# Monitor Your Amazon Competitors' Inventory!



### Objective

This script will create a spreadsheet of the competiting products that are currently "Out Of Stock" or low in stock, like shown below.

![low.JPG](attachment:low.JPG)

### Why is this useful? 

1. This could be an opportunity to push out competitors. When a product goes out of stock, Amazon drops their search ranking. 
2. Knowing when your competitors are/will be out of stock can help you make better informed restocking and pricing decisions. 

### Requirements

For this script to work, you must add your competitors' products to your Amazon wishlist. It can be any wishlist, just make sure you set it to "public". This script is unable to web-scrape private wishlists and Amazon searches. 

----------------------------------

### UPDATE 10/26/2018 -------

Amazon has changed the wishlist formatting, so that the inventory data does not show. As a result, this script can no longer return inventory data.

It is possible to adapt the script to return other pieces of information available through the wishlist page. 

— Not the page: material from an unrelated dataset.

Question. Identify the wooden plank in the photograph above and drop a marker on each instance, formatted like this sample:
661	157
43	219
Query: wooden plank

---------------------------------



### The Action Plan

#### Section 1. Observe HTML of wishlist for clues on pattern extraction
#### Section 2. Extracting HTML data
#### Section 3. Organize data using vectors, polish the data (& if possible, systematize the process of data cleaning for reproducible results)
#### Section 4. Store data in spreadsheet








# Section 1. Observe HTML for Patterns

For the purposes of this project, we will be using [this](https://www.amazon.com/hz/wishlist/ls/18UQZ34U5ANT0?&sort=default) public wishlist. See below. 

![wishlist.JPG](attachment:wishlist.JPG)

### The Mini Plan

1. Decide what information to extract
2. Determine how to extract desired information from HTML data

### 1. Deciding What Information To Extract

We observe the webpage, taking note of the information types, such as price, product name, stock status. 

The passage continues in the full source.